Personae-Driven Customer Experience Design

A persona is a fictitious person created for the purpose of helping designers and decision makers understand how people actually experience their interactions with a product, service, or organization.  The use of personae was popularized by Alan Cooper in the book “The Inmates are Running the Asylum.”  In this critique of the software development industry, Cooper recommends the use of personae to help developers get a practical, visceral feel for the ways users think and behave. Since that time, the use of personae has become very popular in a wide variety of product and user interface design applications.  Personae are given a name (Bob, Sue, etc…) and a set of richly described characteristics, situations, goals, pain points, and behaviors that are relevant to the design.  For any given application, there are usually a relatively small set of personae that characterize the range of users or customers.  Cooper has suggested that one persona is usually sufficient.
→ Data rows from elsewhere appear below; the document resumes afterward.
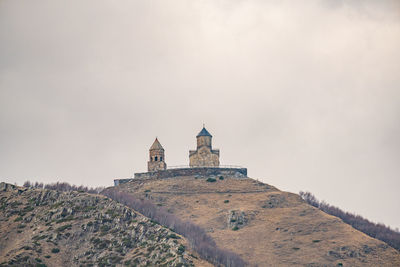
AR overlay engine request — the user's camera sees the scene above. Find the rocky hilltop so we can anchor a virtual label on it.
[113,176,400,267]
[0,183,211,266]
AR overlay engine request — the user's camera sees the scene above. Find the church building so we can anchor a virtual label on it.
[147,138,167,172]
[189,127,219,168]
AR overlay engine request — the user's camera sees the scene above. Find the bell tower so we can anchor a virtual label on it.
[147,138,167,172]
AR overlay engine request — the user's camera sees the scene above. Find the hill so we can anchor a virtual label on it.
[113,176,400,266]
[0,183,212,266]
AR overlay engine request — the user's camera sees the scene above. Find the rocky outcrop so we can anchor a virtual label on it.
[0,183,202,266]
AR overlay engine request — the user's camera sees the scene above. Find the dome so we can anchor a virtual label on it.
[196,127,212,137]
The  benefits of personae in understanding and designing distinctive customer experiences are substantial.  Typically executive leaders and functional managers do not have a clear and concrete understanding of how their customers experience the world and, more specifically, their interactions with the client’s organization.   Personae are powerful because they put a specific human face on often abstract customer information.  In this way, they are fundamentally different than customer or market segments, which are generally shared characteristics of categories of customers.  This “human face” makes it easier to make decisions and design tradeoffs with an understanding of how what you do either fits or doesn’t fit for the customer.

One of the best examples of using personae for customer experience design is Best Buy, who made substantial changes to their store design, merchandise assortment, training, etc… based on the definition four customer personae.  In particular, they started to shift elements of  the experience design to work for the persona they called Jill.   Jill is a soccer mom that does most of the shopping for her family but is intimidated by electronics stores.

Unfortunately, the way most organizations develop personae appears to be very loose; more of an art than a science.  The generally accepted best practice is that personae should be based on solid ethnographic research with customers.  However, sometimes persona are just made up based on what the team thinks they know about customers (because they know so much about them already!).  Assuming research is done, the process of turning research findings into personae is also very loose.  Typically, common themes across customers are identified and clustered in a creative process that generates a plausible enough set of personae.   In addition, details are usually added to these personae in a way that “rounds them out” and makes them more believable.

Over the past couple of years, we’ve been trying to address the lack of rigor in personae development.  Our starting place for this was our emphasis on designing from “mental model of the customer” rather than the “mental model of the company.”  Not only does this perspective address the same basic objective as customer personae but the idea of defining personae precisely based on elements of a mental model is appealing.  It also provides a means of deciding how many personae are needed since the only reason to have different personae would be because there were relevant and substantial differences in the mental models of two different types of customer.

Our working definition of Cognitive Customer Personae include models that capture:  what the customer is trying to accomplish; the end-to-end behaviors the customer typically performs to accomplish those things; a structure of beliefs and temperamental characteristics that drive their rational and emotional reactions to their experience.  Each one of these personae is described by four models that are described in more detail with a few examples in the post titled:   Cognitive Ergonomics:  Designing Customer Experiences that Fit with Customers’ Mental Model.